Cracknell: Ich mag es wirklich, wenn unserer Alben jeweils ein Thema haben – es fällt uns so um einiges einfacher, unsere Ideen zu bündeln – das Thema der neuen Platte war aber nicht die Vergangenheit, sondern vielmehr einfach «Musik». Wir haben während den Aufnahmen zu «Words and Music» Playlisten mit haufenweise Songs erstellt, die das Thema Musik metatheoretisch angehen und haben uns von ihnen inspirieren lassen.
Es besteht also auch nach nunmehr acht Studioalben keine Gefahr, dass euch die Ideen ausgehen?
Wiggs: Wir sind ja nicht konstant auf Tour, so wie andere Bands. Wir leben also nicht in dieser insularen Falle, in welche du als Musiker schnell gefangen sein kannst. Wir machen alle auch unsere eigenen Dinge und treffen gerne andere Leute, die uns dann ebenfalls inspirieren.

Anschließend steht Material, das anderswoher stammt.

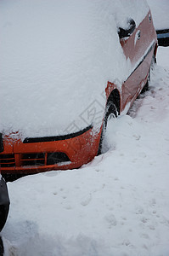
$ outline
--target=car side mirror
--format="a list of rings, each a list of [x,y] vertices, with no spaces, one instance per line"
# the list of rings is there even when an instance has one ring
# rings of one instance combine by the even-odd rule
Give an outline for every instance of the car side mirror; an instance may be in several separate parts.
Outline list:
[[[134,20],[128,19],[127,28],[123,28],[123,27],[118,28],[118,34],[120,39],[130,37],[130,35],[132,35],[132,33],[134,32],[135,28],[136,28],[136,23]]]

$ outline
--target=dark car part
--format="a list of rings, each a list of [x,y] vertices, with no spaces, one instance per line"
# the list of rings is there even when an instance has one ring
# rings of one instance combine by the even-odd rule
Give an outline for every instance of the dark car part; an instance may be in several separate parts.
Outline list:
[[[3,240],[0,236],[0,256],[3,256],[3,253],[4,253],[4,248],[3,248]]]
[[[157,39],[160,46],[169,46],[169,29],[157,30]]]
[[[128,19],[127,25],[127,28],[119,27],[118,29],[118,34],[121,39],[130,37],[136,28],[136,23],[132,19]]]
[[[9,209],[9,198],[5,180],[1,177],[0,179],[0,231],[3,230]]]

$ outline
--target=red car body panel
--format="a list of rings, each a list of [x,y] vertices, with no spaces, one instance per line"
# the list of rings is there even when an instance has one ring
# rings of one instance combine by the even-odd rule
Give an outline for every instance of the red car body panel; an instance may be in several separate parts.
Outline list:
[[[130,58],[133,67],[129,77],[124,81],[121,90],[118,85],[108,82],[105,90],[107,99],[115,89],[120,96],[120,113],[139,95],[147,83],[153,55],[157,48],[156,33],[150,11],[133,33],[121,39],[124,54]],[[78,168],[91,161],[97,155],[103,123],[94,134],[93,127],[76,137],[49,141],[22,142],[20,137],[14,138],[3,136],[3,151],[0,154],[2,173],[35,173],[50,170]],[[50,164],[53,154],[60,153],[61,162]],[[65,156],[67,158],[64,160]]]

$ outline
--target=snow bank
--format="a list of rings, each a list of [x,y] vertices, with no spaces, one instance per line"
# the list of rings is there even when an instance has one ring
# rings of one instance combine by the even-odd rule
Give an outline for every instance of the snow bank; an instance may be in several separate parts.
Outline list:
[[[153,15],[155,29],[169,28],[169,1],[147,0]]]
[[[95,100],[104,106],[107,81],[130,73],[117,25],[138,25],[148,10],[138,0],[1,0],[0,131],[24,138],[86,127],[80,116]]]
[[[8,183],[4,256],[169,255],[168,54],[130,115],[110,120],[105,154]]]

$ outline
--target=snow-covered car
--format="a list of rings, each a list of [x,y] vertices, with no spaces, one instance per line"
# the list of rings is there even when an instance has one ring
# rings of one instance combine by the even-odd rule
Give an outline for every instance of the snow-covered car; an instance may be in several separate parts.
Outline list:
[[[9,209],[9,198],[7,184],[0,174],[0,231],[3,230]]]
[[[169,2],[168,0],[148,0],[155,21],[158,44],[169,46]]]
[[[78,168],[144,88],[157,38],[144,0],[0,2],[3,174]]]

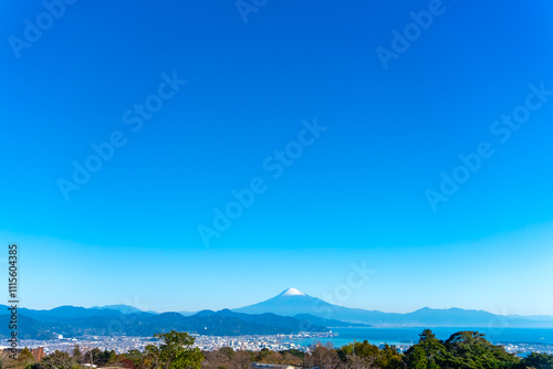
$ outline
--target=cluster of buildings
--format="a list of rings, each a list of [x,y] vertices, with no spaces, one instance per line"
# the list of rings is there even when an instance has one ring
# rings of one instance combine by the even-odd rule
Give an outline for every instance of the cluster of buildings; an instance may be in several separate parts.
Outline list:
[[[539,352],[539,354],[549,354],[553,355],[553,345],[545,344],[498,344],[505,348],[507,352],[511,354],[530,354],[530,352]]]
[[[321,334],[299,334],[299,335],[275,335],[275,336],[199,336],[192,335],[196,338],[195,346],[201,350],[210,351],[217,350],[221,347],[230,347],[233,350],[251,350],[259,351],[264,348],[273,351],[282,351],[290,349],[309,350],[309,347],[294,342],[295,339],[301,338],[319,338],[323,337]],[[152,337],[127,337],[127,336],[85,336],[82,338],[58,338],[52,340],[20,340],[21,351],[22,347],[29,347],[35,360],[40,360],[45,355],[55,350],[71,352],[75,345],[81,351],[86,351],[93,348],[101,350],[114,350],[116,354],[128,352],[129,350],[144,351],[148,345],[157,345],[159,341]],[[530,352],[544,352],[553,355],[553,345],[546,344],[502,344],[495,345],[503,346],[508,352],[511,354],[530,354]],[[383,348],[382,345],[380,348]],[[410,345],[400,345],[398,349],[405,352]],[[0,351],[9,350],[9,347],[1,347]]]

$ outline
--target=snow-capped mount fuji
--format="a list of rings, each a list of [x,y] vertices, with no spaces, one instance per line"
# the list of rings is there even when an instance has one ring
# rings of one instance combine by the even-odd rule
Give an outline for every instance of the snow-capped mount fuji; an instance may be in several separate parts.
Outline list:
[[[320,298],[311,297],[298,288],[288,288],[273,298],[259,304],[236,308],[233,312],[246,314],[273,313],[284,316],[294,316],[298,314],[316,315],[314,313],[322,306],[332,307],[333,305]]]
[[[272,313],[310,320],[326,327],[332,324],[351,323],[368,324],[374,326],[411,326],[411,327],[487,327],[490,324],[503,324],[517,328],[550,328],[553,319],[531,320],[521,317],[497,316],[482,310],[467,310],[460,308],[431,309],[421,308],[413,313],[383,313],[379,310],[365,310],[328,304],[321,298],[312,297],[296,288],[288,288],[281,294],[259,304],[236,308],[232,312],[246,314]],[[313,317],[321,319],[313,319]],[[330,321],[332,320],[332,323]]]
[[[298,288],[288,288],[279,296],[306,296],[306,295]]]

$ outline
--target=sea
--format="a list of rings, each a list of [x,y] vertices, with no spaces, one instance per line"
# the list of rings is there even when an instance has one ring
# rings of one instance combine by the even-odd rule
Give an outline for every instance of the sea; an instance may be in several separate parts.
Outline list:
[[[314,342],[332,342],[334,347],[342,347],[367,340],[373,345],[413,345],[418,342],[424,329],[431,329],[438,339],[448,339],[452,334],[461,330],[474,330],[484,335],[492,344],[538,344],[553,345],[553,328],[487,328],[487,327],[400,327],[400,328],[334,328],[335,337],[311,337],[292,340],[296,345],[310,346]]]

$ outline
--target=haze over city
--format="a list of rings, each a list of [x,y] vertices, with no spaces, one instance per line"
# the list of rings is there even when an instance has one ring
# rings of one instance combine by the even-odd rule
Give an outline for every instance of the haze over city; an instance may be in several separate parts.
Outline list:
[[[21,306],[553,315],[551,2],[1,8]]]

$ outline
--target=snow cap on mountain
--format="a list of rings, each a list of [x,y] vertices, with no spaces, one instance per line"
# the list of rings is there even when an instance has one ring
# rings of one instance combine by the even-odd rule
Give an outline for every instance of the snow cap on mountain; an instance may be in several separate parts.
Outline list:
[[[296,288],[288,288],[280,296],[306,296],[303,292]]]

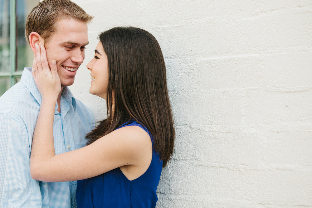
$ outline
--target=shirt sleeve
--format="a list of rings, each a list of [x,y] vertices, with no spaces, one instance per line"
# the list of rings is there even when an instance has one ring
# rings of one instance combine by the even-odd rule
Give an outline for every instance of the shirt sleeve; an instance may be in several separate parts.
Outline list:
[[[22,122],[0,114],[0,207],[41,207],[38,181],[30,176],[30,147]]]

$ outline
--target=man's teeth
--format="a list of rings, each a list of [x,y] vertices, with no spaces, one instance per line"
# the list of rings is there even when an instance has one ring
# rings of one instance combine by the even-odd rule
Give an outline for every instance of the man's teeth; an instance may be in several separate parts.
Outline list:
[[[68,70],[69,71],[74,71],[76,70],[77,68],[71,68],[70,67],[67,67],[67,66],[65,67],[65,68]]]

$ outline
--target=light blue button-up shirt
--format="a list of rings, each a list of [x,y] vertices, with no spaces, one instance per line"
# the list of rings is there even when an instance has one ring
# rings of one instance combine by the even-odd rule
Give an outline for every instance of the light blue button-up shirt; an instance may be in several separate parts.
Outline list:
[[[30,71],[0,97],[0,207],[73,208],[76,181],[48,183],[31,177],[32,135],[42,99]],[[64,87],[53,131],[57,154],[84,146],[94,127],[91,111]]]

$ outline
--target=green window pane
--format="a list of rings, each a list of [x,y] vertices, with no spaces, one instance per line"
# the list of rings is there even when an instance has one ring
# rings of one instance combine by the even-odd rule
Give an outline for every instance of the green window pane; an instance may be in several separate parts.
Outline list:
[[[10,78],[0,77],[0,96],[10,89]]]
[[[0,0],[0,72],[10,71],[10,0]]]
[[[21,77],[14,77],[14,84],[15,85],[18,82],[21,81]]]
[[[32,66],[34,54],[25,38],[25,27],[28,14],[39,3],[39,0],[16,1],[16,71]]]

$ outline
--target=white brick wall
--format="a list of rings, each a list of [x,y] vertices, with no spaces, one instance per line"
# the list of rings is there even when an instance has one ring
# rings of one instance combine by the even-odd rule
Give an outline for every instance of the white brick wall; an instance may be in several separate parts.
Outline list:
[[[71,89],[98,120],[98,34],[131,25],[160,45],[176,137],[158,207],[312,207],[312,1],[74,1],[95,17]]]

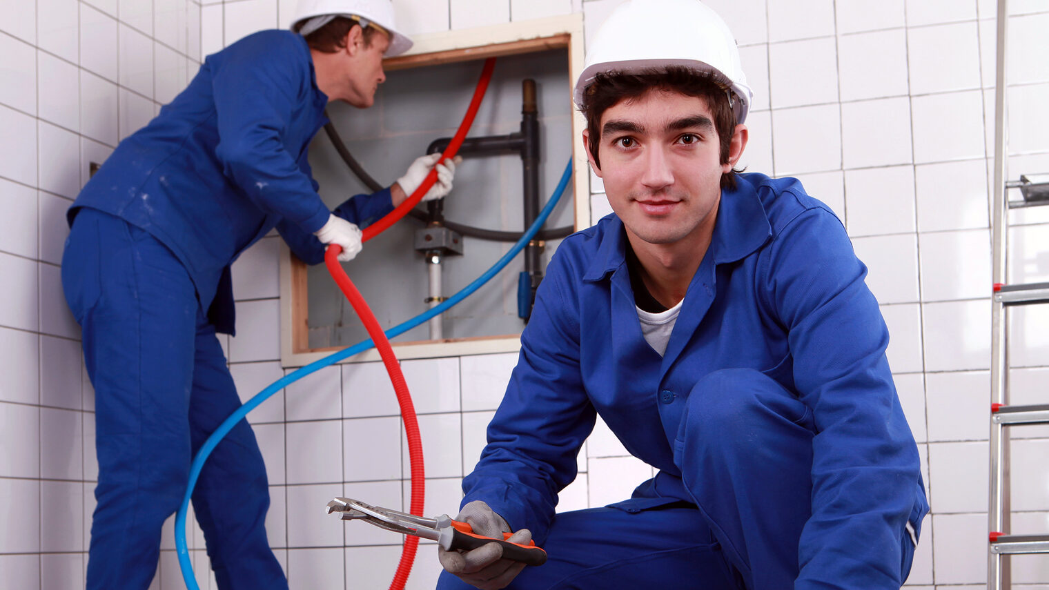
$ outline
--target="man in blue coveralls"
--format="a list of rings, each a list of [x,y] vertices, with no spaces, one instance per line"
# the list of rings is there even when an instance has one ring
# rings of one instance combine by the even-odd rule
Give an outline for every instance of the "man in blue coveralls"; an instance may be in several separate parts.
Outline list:
[[[265,30],[209,56],[189,87],[123,141],[69,209],[62,282],[95,391],[98,507],[89,590],[145,590],[192,456],[239,405],[216,332],[233,334],[230,266],[276,228],[304,261],[361,250],[436,165],[328,211],[306,160],[328,101],[371,106],[384,55],[407,50],[389,0],[302,0],[294,33]],[[270,550],[265,468],[241,421],[205,466],[193,506],[222,589],[287,588]]]
[[[438,588],[898,589],[928,511],[889,333],[841,223],[794,178],[733,170],[751,91],[699,0],[630,0],[575,89],[615,214],[568,237]],[[658,473],[555,515],[600,415]],[[456,577],[457,576],[457,577]]]

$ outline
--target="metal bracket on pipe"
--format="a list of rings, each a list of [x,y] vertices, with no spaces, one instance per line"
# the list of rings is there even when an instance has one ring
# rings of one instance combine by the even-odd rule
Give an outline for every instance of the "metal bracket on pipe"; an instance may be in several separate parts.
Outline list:
[[[463,236],[444,226],[427,226],[415,230],[415,250],[436,250],[442,256],[462,256]]]

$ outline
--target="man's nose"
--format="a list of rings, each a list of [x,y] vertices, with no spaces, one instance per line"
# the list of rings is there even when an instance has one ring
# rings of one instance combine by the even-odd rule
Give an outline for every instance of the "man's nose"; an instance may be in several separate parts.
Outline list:
[[[651,189],[661,189],[673,184],[673,172],[662,147],[656,146],[645,150],[643,165],[644,173],[641,183]]]

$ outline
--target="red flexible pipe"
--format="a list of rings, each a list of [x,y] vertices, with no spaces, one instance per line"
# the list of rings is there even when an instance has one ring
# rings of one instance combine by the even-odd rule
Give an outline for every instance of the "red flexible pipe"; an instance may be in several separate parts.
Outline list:
[[[445,148],[438,162],[454,157],[455,152],[463,145],[463,140],[466,139],[466,133],[470,130],[470,126],[473,125],[473,119],[477,115],[477,109],[480,108],[480,100],[485,98],[485,92],[488,90],[488,83],[492,79],[492,70],[494,68],[495,58],[485,60],[485,67],[480,71],[480,80],[477,82],[477,87],[473,90],[473,99],[470,100],[470,108],[467,109],[466,117],[463,118],[463,123],[459,124],[459,128],[455,131],[452,142]],[[404,199],[404,203],[387,213],[382,219],[364,229],[364,235],[361,240],[367,241],[385,231],[386,228],[401,220],[401,217],[404,217],[408,214],[408,211],[411,211],[413,207],[419,205],[419,202],[423,199],[423,195],[426,194],[426,191],[430,190],[430,187],[435,182],[437,182],[437,171],[435,169],[430,170],[430,173],[426,175],[426,180],[415,189],[415,192],[411,193],[411,196]]]
[[[442,154],[442,161],[454,157],[455,152],[463,145],[467,131],[470,130],[470,126],[473,125],[473,120],[477,115],[477,109],[480,108],[480,101],[485,98],[485,92],[488,90],[488,83],[492,79],[494,68],[495,58],[485,60],[485,67],[481,69],[477,87],[473,91],[470,107],[467,109],[466,115],[463,118],[463,123],[459,124],[458,130],[452,138],[451,143],[448,144],[448,147]],[[383,218],[365,228],[362,232],[363,236],[361,240],[367,241],[398,223],[401,217],[404,217],[408,211],[423,199],[423,195],[426,194],[426,191],[430,190],[430,187],[436,181],[437,171],[430,170],[423,184],[404,203],[393,211],[387,213]],[[365,330],[368,332],[368,336],[371,337],[371,341],[374,342],[376,349],[383,359],[383,364],[386,365],[386,372],[389,373],[390,381],[393,383],[393,392],[397,394],[398,404],[401,406],[401,417],[404,420],[405,435],[408,438],[408,461],[411,464],[411,507],[408,511],[416,517],[422,517],[426,476],[423,466],[423,441],[419,434],[415,407],[411,403],[411,395],[408,393],[408,385],[404,380],[404,375],[401,373],[401,365],[398,363],[397,356],[393,355],[393,347],[390,345],[386,334],[379,324],[379,320],[371,313],[371,309],[368,308],[368,303],[364,300],[361,292],[357,290],[357,287],[349,280],[346,272],[342,269],[342,265],[339,264],[340,252],[342,252],[340,246],[335,244],[328,246],[327,251],[324,253],[324,264],[327,265],[328,272],[331,273],[331,278],[335,279],[339,288],[342,289],[343,294],[349,299],[354,311],[360,316]],[[403,590],[404,585],[408,582],[408,574],[411,573],[411,566],[415,562],[415,550],[418,548],[419,538],[410,534],[407,535],[404,542],[404,549],[401,551],[401,562],[398,564],[397,573],[393,574],[393,582],[390,583],[390,590]]]
[[[426,475],[423,471],[423,441],[419,436],[415,407],[411,403],[411,395],[408,393],[408,384],[401,373],[401,365],[397,361],[397,356],[393,355],[393,347],[390,345],[386,334],[383,333],[382,325],[379,324],[376,315],[371,313],[371,309],[368,308],[368,303],[364,300],[361,292],[357,290],[354,282],[346,276],[345,271],[342,270],[342,265],[339,264],[340,252],[342,252],[342,247],[339,245],[333,244],[328,246],[327,251],[324,253],[324,264],[327,265],[328,272],[331,273],[331,278],[335,279],[339,288],[342,289],[343,294],[349,299],[349,304],[354,307],[354,311],[360,316],[365,330],[368,331],[368,336],[371,337],[371,341],[374,342],[379,355],[383,358],[383,364],[386,365],[386,372],[389,373],[390,381],[393,382],[393,392],[397,394],[397,401],[401,405],[401,417],[404,420],[404,429],[408,437],[408,457],[411,463],[410,512],[422,515]],[[401,552],[401,563],[398,564],[397,573],[393,575],[393,582],[390,584],[391,590],[404,588],[405,583],[408,582],[408,574],[411,573],[411,566],[415,561],[415,549],[418,547],[419,538],[410,534],[407,535],[404,542],[404,550]]]

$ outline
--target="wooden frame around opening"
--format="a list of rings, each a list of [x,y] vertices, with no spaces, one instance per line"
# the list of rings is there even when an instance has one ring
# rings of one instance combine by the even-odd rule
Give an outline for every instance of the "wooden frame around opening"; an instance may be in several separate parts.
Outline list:
[[[582,15],[536,19],[467,30],[414,36],[412,49],[383,62],[387,70],[441,65],[490,57],[568,49],[570,87],[583,68]],[[565,97],[571,105],[571,97]],[[590,225],[590,171],[581,136],[584,121],[573,108],[572,136],[574,172],[574,210],[576,229]],[[281,243],[280,311],[281,364],[303,366],[339,347],[309,349],[308,296],[306,265],[296,258]],[[483,336],[474,338],[424,340],[393,344],[398,358],[431,358],[471,354],[515,352],[520,346],[519,335]],[[374,350],[366,351],[347,361],[379,360]]]

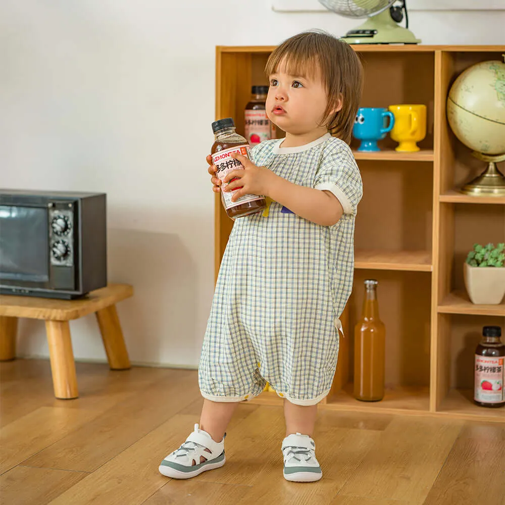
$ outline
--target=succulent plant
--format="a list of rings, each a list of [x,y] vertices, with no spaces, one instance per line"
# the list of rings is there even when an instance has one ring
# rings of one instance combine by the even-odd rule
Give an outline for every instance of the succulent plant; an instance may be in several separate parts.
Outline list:
[[[481,245],[474,244],[473,249],[468,253],[467,263],[472,267],[505,266],[505,244]]]

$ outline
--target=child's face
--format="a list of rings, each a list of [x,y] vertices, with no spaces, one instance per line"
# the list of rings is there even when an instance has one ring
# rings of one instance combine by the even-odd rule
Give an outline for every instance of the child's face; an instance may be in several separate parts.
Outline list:
[[[267,115],[284,131],[293,135],[325,129],[319,125],[327,106],[320,74],[314,77],[290,75],[281,65],[270,76]]]

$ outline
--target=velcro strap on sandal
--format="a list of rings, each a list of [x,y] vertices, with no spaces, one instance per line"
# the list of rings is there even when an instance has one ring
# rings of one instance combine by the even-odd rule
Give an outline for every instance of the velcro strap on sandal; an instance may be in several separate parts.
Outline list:
[[[209,449],[215,457],[219,456],[223,452],[224,444],[222,442],[215,442],[207,432],[200,430],[199,431],[193,431],[189,436],[186,439],[186,442],[193,442],[200,445],[203,445],[206,448]]]
[[[301,447],[316,450],[316,444],[310,437],[302,435],[290,435],[282,441],[282,450],[288,447]]]

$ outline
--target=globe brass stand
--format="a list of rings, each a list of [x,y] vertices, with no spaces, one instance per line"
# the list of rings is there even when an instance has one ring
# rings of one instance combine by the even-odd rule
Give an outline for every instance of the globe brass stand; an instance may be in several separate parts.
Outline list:
[[[505,176],[496,163],[505,161],[505,154],[489,156],[474,151],[474,156],[488,162],[487,168],[478,177],[465,184],[461,192],[474,196],[505,196]]]

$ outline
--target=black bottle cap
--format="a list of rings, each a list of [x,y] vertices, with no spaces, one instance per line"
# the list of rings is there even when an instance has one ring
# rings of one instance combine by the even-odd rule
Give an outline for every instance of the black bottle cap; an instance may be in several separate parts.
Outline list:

Ausserdem sind wir noch immer sehr enthusiastisch darüber, sowohl neue Songs aufzunehmen, als auch Konzerte zu spielen – und haben dabei auch ebenfalls noch immer sehr viel Spass, vor allem untereinander. Für uns ist «Saint Etienne» auch heute noch immer dieses grosse Abenteuer, welches auch nach über 20 Jahren immer noch neue Überraschungen mit sich bringt. Zum Beispiel dieses schwimmende Floss, auf welchem wir in ein paar Minuten auftreten werden…
Cracknell: Definitiv! Und ohne jetzt besonders kitschig und furchtbar klingen zu wollen: Da kommst du nach über 20 Jahren zum ersten Mal an einen Ort wie Basel – wir waren zwar vor Jahren schon mal kurz hier, hatten damals aber keine Zeit, die Stadt wirklich wahrzunehmen – und es ist einfach wunderschön hier. Wir sind auf Tour und kommen in Kontakt mit diesen wundervollen Orten und ihren Menschen, da können uns die Ideen doch gar nicht ausgehen!